Methods: Pregnant CD-1 mice at embryonic day (e) 12.5 were placed in a hypoxia chamber at 12.5% oxygen (Hypoxia group, N=11) for 48 hours or were kept in control conditions (21% oxygen, N=11). Some dams (Hypoxia, N=5, control, N=4) were sacrificed at E14.5 and embryonic kidneys collected. The remaining dams littered-down naturally (Hypoxia, N=6, Control, N=7) and offspring weights recorded from postnatal day 2 (P2) to P15. At P15 male and female sacrificed and kidneys excised for examination of glomerular number (Embryonic kidneys; control: N-8, hypoxia: N=10, P15 kidneys; control; males: N=9, females: N=6, hypoxia: males: N=8, females: N= 6).
Results: Glomerular number was significantly reduced in hypoxic embryonic E14.5 kidneys compared to controls (P<0.0001). At P2, offspring of hypoxic dams were significantly lighter (P=0.02) and remained lighter until P15 compared to controls. Nephron number at P15 was significantly reduced in offspring following prenatal hypoxia compared to control (Ptreatment<0.0001, Psex=0.08, 28% in males, 24% in females).

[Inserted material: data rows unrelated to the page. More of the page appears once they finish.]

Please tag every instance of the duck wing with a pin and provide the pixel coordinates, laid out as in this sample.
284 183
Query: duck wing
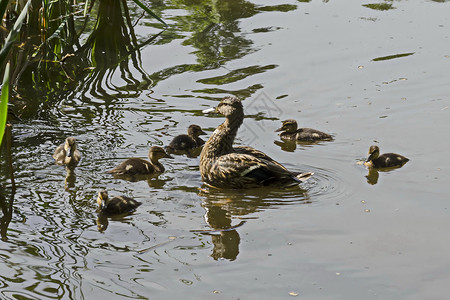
236 170
257 154
302 177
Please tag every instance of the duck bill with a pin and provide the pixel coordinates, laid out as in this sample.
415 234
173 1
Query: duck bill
209 110
371 156
168 156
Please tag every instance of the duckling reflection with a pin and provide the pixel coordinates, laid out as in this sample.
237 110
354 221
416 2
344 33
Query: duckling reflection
226 242
67 153
138 166
372 176
189 144
290 131
69 182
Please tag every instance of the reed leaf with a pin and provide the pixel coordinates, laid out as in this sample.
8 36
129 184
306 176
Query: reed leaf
149 11
4 102
13 34
3 6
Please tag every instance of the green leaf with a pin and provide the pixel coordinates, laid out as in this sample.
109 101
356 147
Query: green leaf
4 102
3 5
149 11
14 33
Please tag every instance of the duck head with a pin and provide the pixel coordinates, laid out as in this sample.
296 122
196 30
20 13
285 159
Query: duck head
195 131
229 106
70 146
374 152
289 125
155 153
102 199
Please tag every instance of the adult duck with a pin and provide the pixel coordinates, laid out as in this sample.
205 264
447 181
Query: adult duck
223 166
290 131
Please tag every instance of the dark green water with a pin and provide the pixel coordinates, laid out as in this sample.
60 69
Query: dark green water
366 75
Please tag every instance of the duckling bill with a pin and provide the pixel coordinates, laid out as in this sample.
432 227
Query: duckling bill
67 153
289 131
139 166
386 160
116 205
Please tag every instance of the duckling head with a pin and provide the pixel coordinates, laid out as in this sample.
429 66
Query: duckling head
229 106
374 152
195 131
102 199
289 125
70 146
155 153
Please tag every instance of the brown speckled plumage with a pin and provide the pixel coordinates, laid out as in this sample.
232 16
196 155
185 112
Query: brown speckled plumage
386 160
139 166
289 131
223 166
116 205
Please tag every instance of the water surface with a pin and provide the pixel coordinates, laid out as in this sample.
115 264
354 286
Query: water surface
366 74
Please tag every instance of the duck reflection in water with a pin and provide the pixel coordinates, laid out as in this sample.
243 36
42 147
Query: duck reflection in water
225 239
223 206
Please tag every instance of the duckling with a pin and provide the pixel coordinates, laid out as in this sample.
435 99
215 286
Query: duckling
67 153
386 160
223 166
186 142
116 205
11 116
139 166
291 132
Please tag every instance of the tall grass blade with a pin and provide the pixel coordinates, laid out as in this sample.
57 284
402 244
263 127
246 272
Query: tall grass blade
149 11
4 102
3 6
14 33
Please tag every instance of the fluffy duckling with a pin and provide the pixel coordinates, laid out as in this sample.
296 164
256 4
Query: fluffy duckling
186 142
67 153
289 131
139 166
223 166
116 205
386 160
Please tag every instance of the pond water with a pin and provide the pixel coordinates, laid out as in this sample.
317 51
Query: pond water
366 75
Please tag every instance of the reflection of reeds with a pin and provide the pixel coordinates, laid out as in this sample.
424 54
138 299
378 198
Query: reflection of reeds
5 205
55 57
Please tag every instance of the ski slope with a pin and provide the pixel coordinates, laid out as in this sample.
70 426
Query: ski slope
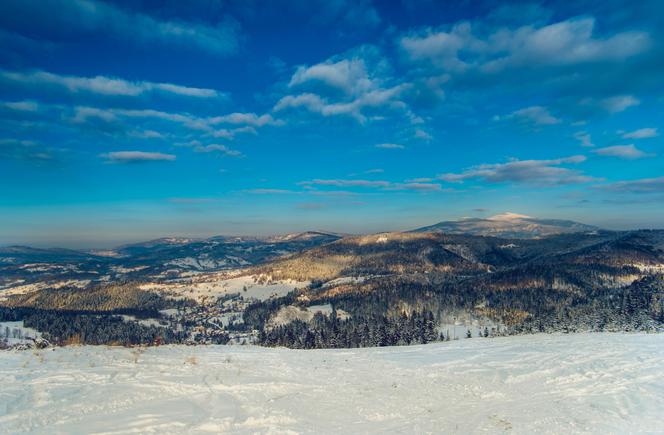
585 383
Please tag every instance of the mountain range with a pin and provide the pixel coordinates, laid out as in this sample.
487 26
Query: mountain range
501 275
509 225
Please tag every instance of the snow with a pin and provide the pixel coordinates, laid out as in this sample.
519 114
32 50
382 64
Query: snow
215 285
34 287
585 383
508 216
16 333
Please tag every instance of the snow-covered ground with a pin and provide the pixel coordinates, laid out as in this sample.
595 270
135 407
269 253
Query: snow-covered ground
585 383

Conclusion: Hypoxic period during mid-gestation significantly alters kidney development resulting in a reduced nephron number. Interestingly, the kidneys do not appear to recover from this insult as nephron number is reduced to a similar degree in postnatal life as well, suggesting that the effects of hypoxia on the developing kidney are permanent. Furthermore, this short period of hypoxia caused significant growth restriction and in conjunction with the offspring’s nephron deficit may increase their predisposition to future cardiovascular and renal diseases and this needs further investigation in this model.